In optimization, 2-opt is a simple local search algorithm for solving the traveling salesman problem. The 2-opt algorithm was first proposed by Croes in 1958,[1] although the basic move had already been suggested by Flood.[2] The main idea behind it is to take a route that crosses over itself and reorder it so that it does not.
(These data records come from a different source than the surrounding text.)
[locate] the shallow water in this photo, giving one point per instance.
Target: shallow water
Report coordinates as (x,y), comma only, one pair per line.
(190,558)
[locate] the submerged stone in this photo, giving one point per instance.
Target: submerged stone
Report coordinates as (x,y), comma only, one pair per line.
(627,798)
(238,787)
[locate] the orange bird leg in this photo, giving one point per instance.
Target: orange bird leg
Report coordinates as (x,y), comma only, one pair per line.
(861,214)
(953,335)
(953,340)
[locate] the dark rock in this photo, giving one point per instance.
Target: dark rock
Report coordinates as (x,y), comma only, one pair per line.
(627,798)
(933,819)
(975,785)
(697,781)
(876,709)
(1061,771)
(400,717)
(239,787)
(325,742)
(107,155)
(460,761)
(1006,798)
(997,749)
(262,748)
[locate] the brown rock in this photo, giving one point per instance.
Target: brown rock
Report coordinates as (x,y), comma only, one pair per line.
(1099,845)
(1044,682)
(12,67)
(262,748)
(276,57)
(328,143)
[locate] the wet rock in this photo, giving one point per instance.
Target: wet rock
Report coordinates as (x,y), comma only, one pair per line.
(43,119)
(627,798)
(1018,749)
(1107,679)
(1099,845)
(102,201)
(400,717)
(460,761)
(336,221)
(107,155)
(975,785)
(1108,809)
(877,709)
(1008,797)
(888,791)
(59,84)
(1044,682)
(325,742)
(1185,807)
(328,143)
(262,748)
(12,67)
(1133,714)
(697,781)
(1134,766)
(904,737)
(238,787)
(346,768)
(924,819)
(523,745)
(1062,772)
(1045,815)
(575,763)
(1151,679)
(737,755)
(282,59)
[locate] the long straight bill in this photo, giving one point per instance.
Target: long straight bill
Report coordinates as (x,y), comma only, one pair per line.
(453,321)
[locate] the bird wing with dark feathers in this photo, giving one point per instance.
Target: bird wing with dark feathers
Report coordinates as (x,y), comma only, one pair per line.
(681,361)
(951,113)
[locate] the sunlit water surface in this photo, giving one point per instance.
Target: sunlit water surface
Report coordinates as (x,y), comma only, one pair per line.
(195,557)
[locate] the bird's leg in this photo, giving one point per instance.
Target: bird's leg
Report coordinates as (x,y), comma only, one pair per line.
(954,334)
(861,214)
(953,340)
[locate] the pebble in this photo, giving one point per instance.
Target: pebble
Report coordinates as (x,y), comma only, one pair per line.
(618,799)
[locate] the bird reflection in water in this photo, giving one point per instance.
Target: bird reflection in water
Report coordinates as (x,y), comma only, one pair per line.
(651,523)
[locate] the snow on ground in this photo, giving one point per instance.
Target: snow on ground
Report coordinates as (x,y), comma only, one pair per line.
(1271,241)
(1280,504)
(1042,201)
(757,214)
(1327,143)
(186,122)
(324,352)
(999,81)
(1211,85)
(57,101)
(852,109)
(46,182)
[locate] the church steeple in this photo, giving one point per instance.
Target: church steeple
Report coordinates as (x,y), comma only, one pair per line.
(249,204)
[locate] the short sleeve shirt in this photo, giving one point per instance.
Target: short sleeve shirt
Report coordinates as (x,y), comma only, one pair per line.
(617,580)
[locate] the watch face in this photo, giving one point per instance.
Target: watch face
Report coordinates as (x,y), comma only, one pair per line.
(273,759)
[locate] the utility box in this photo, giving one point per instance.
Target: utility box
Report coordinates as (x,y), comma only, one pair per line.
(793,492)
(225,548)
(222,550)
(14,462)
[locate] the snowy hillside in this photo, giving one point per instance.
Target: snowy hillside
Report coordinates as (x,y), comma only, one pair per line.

 - A   B -             - A - B -
     ×         ==>
 - C   D -             - C - D -

A complete 2-opt local search will compare every possible valid combination of the swapping mechanism. This technique can be applied to the traveling salesman problem as well as many related problems. These include the vehicle routing problem (VRP) as well as the capacitated VRP, which require minor modification of the algorithm.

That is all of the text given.